Denisovans: Face of long-lost human relative unveiled
Researchers have provided the first glimpse of what an ancient group of humans looked like.
Denisovan remains were discovered in 2008 and human evolution experts have become fascinated with the group that went extinct around 50,000 years ago.
One of the biggest questions had been over their appearance, with no full sketches of the Denisovan drawn up.
But now a team of researchers have produced reconstructions of our long-lost relatives.
Who were the Denisovans?
Around 100,000 years ago there were several different groups of humans including modern humans, Neanderthals and Denisovans.

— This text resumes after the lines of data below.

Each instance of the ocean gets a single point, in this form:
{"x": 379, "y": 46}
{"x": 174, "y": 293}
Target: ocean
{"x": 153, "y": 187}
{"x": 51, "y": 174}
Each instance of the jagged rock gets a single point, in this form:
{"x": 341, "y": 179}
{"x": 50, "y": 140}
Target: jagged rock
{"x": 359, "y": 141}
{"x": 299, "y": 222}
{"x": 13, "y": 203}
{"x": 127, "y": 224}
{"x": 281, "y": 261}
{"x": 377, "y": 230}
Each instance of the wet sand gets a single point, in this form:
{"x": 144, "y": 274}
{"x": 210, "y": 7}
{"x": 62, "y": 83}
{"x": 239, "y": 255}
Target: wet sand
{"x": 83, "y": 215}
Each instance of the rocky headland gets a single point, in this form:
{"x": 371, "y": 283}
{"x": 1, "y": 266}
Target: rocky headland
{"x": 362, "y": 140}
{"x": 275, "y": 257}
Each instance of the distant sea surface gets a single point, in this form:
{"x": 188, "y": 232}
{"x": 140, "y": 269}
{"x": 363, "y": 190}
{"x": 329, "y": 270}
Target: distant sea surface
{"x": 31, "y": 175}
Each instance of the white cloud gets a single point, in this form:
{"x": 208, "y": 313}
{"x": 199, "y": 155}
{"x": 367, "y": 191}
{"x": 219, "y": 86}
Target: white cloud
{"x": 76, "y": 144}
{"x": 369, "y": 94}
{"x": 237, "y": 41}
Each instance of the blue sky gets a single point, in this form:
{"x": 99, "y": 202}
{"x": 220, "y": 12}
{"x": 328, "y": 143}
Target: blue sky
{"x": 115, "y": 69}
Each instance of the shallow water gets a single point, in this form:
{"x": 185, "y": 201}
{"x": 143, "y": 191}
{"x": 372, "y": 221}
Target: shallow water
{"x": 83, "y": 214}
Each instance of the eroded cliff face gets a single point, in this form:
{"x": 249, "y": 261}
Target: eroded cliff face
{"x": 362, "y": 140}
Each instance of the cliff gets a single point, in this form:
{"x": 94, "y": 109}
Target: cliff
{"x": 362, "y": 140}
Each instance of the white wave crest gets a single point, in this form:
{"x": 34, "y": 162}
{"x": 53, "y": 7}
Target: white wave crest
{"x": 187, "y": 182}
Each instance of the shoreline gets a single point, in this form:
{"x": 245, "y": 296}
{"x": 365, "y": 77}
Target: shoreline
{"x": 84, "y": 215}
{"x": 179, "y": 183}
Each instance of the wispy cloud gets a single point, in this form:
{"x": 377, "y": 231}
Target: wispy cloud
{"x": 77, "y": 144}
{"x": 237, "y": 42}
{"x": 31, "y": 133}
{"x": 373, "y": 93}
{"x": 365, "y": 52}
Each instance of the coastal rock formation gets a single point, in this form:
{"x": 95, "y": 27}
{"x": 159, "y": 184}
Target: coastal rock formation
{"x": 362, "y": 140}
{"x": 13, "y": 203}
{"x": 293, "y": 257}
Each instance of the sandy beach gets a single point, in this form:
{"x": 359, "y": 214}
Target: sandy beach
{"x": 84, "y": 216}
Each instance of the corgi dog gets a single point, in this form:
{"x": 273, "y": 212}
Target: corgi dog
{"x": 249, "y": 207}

"In many ways, Denisovans resembled Neanderthals but in some traits they resembled us and in others they were unique," said Prof Liran Carmel, a researcher at the Hebrew University of Jerusalem.
Denisovans are thought to have been based in Siberia and eastern Asia.
Scientists have found evidence that the Denisovans lived at high altitudes in Tibet, passing on a gene that helps modern people cope at similar elevations.
It is not yet known why they disappeared.
They only came to the attention of the world after archaeologists investigated remains in a cave in Siberia little over a decade ago.
So far, the only Denisovan remains discovered are three teeth, a pinky bone and a lower jaw.
About 5% of the ancestry of people from Oceania can be traced to Denisovans, according to studies.
What do the new reconstructions tell us?
The reconstructions - based on complex DNA analysis of Denisovans, Neanderthals, Chimpanzees and humans - show that the Denisovan skull was probably wider than that of us or Neanderthals. They also appeared to have no chin.
The experts predict many Denisovan traits that are similar to that of Neanderthals including a sloping forehead, long face and large pelvis, and others that are unique among humans, like a large dental arch.
Prof Carmel told the BBC he was delighted to find that some of their predictions had been confirmed by the discovery of a Denisovan jawbone by separate researchers.
"The jawbone was reported and we were very excited to see how it matched. It was kind of an independent confirmation of our method," he said.
The reconstructions were just the start in Denisovan research, Prof Carmel said.
"They were humans very similar to us so pointing out the differences between us is critical to understand what makes us human and what might have led to the way we adapted to the world," he said.